The conflict and its economic consequences are also driving a food crisis. More than 17 million people are currently food insecure, of whom 6.8 million require immediate food assistance.

“The crisis in Yemen is not only characterised by conflict but also by natural disaster-induced large-scale displacement and complex external migration flows and mobility patterns,” said the Deputy Director General of the UN Migration Agency IOM Laura Thompson.

“We cannot close our eyes to the mobility dimensions of this crisis. IOM has, since the escalation of violence in 2015, scaled up its response in Yemen to assist displaced populations and host communities,” Ms Thompson said.

“In 2017, IOM is committed to doing more and will continue to deliver life-saving humanitarian aid, with a specific focus on the immediate and longer-term needs of migrants, internally displaced persons (IDPs) and the conflict and natural disaster affected communities in Yemen,” she said.

Yemen has a complex migratory status, as a country of origin, transit, and destination.

Regular migration flows between the Horn of Africa and Yemen have surged, with 10,000 migrants entering the country each month, as a result of conflicts and the complex political and economic dynamics of the region.

The number of migrants has overwhelmed available resources. In addition to those staying in Yemen, many migrants transit under alarming conditions through war-torn Yemen to Saudi Arabia in search of work, and are often victims of smuggling rings and other criminal networks.

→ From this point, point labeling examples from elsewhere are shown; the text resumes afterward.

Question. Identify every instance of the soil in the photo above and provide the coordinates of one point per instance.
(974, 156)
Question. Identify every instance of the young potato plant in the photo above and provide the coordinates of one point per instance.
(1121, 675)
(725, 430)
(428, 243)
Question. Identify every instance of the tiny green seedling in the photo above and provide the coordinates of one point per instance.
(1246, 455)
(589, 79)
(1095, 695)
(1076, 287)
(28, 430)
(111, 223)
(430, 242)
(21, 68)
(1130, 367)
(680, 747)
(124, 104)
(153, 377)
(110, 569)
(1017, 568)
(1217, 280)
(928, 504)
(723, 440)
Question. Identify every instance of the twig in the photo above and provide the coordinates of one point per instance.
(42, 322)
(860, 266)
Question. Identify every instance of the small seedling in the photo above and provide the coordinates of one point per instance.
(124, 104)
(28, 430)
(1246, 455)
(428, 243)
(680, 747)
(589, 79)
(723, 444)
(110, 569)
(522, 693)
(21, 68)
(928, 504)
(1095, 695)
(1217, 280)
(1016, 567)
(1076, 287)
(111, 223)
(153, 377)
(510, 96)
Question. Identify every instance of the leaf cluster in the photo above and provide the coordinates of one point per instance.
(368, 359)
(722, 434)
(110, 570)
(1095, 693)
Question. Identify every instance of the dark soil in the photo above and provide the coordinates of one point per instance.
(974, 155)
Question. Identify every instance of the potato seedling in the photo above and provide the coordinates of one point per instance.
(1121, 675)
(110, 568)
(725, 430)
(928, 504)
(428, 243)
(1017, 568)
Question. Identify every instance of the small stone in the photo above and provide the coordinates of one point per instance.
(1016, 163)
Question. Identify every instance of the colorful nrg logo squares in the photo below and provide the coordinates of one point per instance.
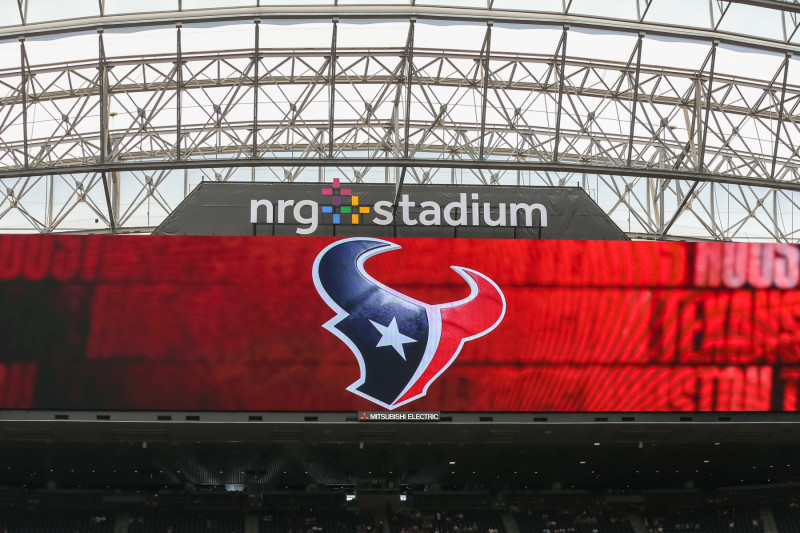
(336, 208)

This week the United Nations through IOM and the governments of Switzerland and Sweden hosted a pledging event in Geneva to raise support for the crisis in Yemen.

The co-hosts and participants in the event aim to avert a humanitarian catastrophe by raising the US$2.1 billion needed to deliver crucial food, nutrition, health and other lifesaving assistance in Yemen.

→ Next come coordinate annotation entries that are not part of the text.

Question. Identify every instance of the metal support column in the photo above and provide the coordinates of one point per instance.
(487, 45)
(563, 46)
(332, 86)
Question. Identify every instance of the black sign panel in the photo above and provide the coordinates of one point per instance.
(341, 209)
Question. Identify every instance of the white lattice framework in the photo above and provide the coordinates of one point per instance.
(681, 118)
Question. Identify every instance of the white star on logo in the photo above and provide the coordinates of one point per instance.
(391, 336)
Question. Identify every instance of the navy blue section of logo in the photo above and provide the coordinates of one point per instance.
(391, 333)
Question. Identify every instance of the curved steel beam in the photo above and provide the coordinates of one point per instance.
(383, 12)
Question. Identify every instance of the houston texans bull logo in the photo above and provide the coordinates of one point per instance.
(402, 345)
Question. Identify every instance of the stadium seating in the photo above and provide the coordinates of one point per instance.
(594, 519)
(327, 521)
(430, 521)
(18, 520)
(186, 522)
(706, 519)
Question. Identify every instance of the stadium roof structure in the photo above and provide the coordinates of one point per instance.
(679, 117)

The IOM is seeking a further US$76.3 million to fund migrant assistance and protection, child protection, shelter support, water and sanitation activities, health and mental health support, food assistance, displacement tracking, efforts to combat gender-based violence and victim support and early recovery activities.

“We therefore commit and call on partners to unite behind a holistic and robust humanitarian response; for governments to support and commit to political dialogue towards ending this crisis, and for the parties to the conflict to facilitate immediate, timely and unimpeded humanitarian access,” Ms Thompson said.

“More needs to be done before the situation in Yemen reaches a point of no return,” she said.